Displaying our educational brands is way of announcing the company you keep. A U.S. News & World Report story in May reported on the school affiliations of top company CEOs: The universities that had granted degrees to the most chief executives were Harvard (65), Stanford (27), Penn (24) and Columbia (18). Even at a time when there’s a backlash against higher education, it’s little wonder that non-famous graduates of top schools like those would want to trumpet their ties, as if some of their peers’ affiliated glory might rub off. Who wouldn’t want to be part of the club?
We like logos with meaning, and school brands have deep meanings that are rarely affected by scandals (Penn State notwithstanding) or tarnished by discounting, and that make us feel proud.

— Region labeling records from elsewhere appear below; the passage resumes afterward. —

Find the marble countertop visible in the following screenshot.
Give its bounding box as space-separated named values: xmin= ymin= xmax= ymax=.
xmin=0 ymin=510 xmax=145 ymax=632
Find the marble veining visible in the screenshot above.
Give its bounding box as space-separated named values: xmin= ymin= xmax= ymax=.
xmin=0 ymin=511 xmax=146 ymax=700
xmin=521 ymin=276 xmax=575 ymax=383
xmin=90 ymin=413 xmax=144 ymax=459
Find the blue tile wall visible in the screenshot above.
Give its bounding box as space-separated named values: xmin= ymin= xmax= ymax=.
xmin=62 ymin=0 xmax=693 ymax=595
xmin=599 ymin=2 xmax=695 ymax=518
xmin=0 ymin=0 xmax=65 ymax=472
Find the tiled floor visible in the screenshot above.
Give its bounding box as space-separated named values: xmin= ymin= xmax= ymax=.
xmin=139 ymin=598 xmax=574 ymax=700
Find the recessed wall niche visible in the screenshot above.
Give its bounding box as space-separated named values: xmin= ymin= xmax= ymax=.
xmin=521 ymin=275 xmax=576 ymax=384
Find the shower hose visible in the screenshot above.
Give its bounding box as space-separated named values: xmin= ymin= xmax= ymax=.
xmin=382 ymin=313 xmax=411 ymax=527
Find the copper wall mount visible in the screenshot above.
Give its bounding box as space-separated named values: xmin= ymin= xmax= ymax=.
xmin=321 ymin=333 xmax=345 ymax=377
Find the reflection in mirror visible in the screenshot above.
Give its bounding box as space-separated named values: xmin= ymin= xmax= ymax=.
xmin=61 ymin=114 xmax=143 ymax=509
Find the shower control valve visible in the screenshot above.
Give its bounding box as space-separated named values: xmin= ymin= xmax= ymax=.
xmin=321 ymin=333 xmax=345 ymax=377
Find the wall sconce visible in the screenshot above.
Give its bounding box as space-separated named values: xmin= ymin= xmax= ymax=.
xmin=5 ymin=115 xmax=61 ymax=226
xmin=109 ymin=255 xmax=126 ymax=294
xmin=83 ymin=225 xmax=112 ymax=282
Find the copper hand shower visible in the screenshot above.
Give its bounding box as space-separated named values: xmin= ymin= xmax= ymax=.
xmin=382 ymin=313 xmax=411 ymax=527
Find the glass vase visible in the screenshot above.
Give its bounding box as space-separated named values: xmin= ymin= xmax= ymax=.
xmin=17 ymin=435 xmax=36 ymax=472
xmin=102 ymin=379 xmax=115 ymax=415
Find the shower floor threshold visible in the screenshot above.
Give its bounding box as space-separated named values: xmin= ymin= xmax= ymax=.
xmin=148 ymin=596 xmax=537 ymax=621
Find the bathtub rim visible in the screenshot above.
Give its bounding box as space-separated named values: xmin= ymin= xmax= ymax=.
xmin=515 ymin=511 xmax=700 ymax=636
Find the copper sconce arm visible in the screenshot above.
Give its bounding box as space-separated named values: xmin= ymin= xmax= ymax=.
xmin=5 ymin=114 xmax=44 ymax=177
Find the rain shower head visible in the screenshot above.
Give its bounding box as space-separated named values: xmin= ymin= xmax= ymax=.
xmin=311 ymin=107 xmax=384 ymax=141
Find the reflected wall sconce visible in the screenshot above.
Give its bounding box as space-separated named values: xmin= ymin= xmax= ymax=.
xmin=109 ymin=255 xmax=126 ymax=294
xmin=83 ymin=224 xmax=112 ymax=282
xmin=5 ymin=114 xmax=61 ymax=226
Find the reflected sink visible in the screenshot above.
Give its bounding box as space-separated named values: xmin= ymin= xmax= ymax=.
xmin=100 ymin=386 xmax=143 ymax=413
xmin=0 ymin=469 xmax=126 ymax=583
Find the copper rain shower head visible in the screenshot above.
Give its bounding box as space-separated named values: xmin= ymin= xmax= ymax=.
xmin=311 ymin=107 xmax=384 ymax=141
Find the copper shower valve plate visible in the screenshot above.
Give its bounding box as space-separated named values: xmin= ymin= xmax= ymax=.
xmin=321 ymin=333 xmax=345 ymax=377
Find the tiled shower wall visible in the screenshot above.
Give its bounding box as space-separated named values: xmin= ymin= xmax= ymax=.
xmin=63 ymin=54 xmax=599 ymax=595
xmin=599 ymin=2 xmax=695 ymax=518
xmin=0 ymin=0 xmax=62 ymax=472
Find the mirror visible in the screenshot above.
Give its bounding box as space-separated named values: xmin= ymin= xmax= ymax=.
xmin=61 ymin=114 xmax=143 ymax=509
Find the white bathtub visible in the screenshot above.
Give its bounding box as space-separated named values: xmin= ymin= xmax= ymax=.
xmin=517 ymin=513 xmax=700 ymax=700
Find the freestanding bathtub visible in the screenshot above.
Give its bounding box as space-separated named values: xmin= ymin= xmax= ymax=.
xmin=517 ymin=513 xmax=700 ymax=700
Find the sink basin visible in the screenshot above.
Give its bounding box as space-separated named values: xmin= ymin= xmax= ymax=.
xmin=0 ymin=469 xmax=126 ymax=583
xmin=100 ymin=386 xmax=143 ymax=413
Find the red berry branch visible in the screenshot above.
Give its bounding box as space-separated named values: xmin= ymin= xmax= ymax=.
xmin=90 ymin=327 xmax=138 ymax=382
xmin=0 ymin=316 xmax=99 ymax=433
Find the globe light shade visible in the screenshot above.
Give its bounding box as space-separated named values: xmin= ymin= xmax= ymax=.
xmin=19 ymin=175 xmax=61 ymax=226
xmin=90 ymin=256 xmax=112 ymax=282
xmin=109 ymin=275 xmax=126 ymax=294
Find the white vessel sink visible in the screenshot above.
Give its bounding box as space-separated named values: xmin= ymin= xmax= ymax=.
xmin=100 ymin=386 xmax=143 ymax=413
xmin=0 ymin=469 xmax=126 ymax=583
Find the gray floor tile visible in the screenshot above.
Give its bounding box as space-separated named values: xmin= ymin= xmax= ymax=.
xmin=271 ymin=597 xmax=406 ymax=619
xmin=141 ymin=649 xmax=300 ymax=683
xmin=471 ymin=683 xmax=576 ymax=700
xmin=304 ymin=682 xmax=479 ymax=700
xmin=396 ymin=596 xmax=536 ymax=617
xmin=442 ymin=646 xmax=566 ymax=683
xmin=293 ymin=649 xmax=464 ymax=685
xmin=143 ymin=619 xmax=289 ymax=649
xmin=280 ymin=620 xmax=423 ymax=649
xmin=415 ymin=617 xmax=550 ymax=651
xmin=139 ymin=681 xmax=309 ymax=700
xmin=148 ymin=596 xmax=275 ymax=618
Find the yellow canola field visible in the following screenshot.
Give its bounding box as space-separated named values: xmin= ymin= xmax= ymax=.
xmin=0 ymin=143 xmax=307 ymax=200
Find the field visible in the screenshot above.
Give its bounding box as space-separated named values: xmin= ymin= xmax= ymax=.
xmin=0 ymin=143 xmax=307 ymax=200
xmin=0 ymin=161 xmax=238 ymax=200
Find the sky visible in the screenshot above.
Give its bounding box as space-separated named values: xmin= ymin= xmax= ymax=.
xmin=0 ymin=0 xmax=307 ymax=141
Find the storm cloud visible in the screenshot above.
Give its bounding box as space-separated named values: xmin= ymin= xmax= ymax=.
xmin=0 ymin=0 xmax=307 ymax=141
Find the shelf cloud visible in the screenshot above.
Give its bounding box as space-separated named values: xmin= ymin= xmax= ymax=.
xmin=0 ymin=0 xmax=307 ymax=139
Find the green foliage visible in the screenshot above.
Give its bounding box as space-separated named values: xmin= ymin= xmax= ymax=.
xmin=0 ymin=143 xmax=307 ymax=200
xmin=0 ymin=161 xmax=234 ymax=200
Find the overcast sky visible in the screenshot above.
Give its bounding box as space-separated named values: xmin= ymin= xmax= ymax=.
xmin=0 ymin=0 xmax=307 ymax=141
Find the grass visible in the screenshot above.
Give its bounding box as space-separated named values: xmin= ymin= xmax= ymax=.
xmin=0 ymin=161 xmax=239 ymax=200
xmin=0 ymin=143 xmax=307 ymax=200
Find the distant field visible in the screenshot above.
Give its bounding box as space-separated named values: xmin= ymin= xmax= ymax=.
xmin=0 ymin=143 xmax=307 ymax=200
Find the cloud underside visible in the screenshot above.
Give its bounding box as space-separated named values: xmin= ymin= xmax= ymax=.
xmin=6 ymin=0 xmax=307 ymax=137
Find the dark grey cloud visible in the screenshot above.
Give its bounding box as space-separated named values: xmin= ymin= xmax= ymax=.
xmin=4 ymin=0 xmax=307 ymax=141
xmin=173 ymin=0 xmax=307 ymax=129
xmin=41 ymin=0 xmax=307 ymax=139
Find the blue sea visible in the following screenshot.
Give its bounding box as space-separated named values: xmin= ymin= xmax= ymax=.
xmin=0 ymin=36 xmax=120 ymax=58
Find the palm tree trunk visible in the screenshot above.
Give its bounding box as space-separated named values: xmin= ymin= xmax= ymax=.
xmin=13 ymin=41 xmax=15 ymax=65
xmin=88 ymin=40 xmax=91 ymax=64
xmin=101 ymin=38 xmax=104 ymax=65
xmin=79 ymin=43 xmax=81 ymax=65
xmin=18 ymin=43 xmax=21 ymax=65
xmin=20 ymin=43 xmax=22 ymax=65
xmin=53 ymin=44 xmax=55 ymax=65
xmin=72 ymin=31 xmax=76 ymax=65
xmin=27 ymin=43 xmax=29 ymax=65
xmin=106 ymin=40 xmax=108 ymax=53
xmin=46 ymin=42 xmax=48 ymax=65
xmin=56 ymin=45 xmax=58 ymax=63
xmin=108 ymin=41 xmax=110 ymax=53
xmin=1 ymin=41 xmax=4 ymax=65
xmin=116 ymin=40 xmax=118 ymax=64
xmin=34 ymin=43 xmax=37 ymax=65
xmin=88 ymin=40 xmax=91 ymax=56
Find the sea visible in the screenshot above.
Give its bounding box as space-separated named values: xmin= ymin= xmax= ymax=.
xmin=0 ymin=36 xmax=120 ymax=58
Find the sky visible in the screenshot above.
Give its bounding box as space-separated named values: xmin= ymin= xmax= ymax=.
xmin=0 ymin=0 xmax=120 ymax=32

The bragging school bumper sticker and window decal is a uniquely American phenomenon. When I moved to The Netherlands in the 1990s, I was shocked that the valuable real estate so often given to Yale, Dartmouth, Brown or, God forbid, No-Name College was being used by local car dealers to tell other drivers where the car’s owner had purchased or leased it. It’s very Dutch to be both humble and commercial (and to expect a small discount in exchange for using part of your car to advertise the dealer). And as a colleague there pointed out, the European education system is much more egalitarian, so many graduates have solid but not boast-worthy backgrounds.
Here in the U.S, we fought harder for our college acceptances, and we’d rather advertise ourselves than our car dealers, especially if school was costly (an expensive education is still seen as an investment, not a luxury). Plus, the social value of our alma maters—and our desire to broadcast it—can’t be underestimated. It provides conversational currency, can establish superiority or community, and can help break the ice. One commenter on the online college-bound community College Confidential wrote, “My car has back window stickers for both D (daughter) & S (son), both college & (private) HS. When my car gets replaced, there goes their school history!” It’s the car that tells the story, not the résumé or the knowledge.
Another parent weighed in: “I’m all for college decals! It’s no different than any other branding you may be pleased about or proud of. My girls worked hard to get in to their colleges; why not let the community know! And I think it’s good parenting to put a sticker of their college on your car, shows them you’re proud of them! We live in our times, and in these times everyone advertises their kids’ successes, so participating in that advertising is important to your kid.”
(But a little perspective is in order. Another commenter on the site wrote, “I remember reading a book called Class [that included] a letter (made-up, I assume) from a mother, concerned because as soon as her son was admitted to Stanford, he took the window decal, cut it up, rearranged the letters, and pasted it on the family car so as to spell SNODFART.”)
Curious, I polled my Facebook friends. Here are some of their more interesting responses:
“I don’t have one, but I will admit I notice it when others do and judge … the school. I make inferences about the people. If it’s a low-rent school, always wonder why they’re so proud. To me, that is like a participation trophy. Guess it’s just old-fashioned Ivy League snobbery.”
“I have a college sticker on our car—Hopkins alumni. It’s where both [my husband] and I went to school, and we bought it at one of our reunions a few years ago. Living in the burbs, car stickers and car magnets abound. I like having it there.”
“I think the college sticker says more about the person putting it on their Volvo/Subaru/Focus than it does about the actual school—yeah, it may be free advertising, but it’s also a big part of personal branding—college is as big a status game as anything else.”
No matter the alma mater, schools get more attention with this class of personal branding. So who should pay whom for this premium “advertising space”? That’s the SAT question for $800.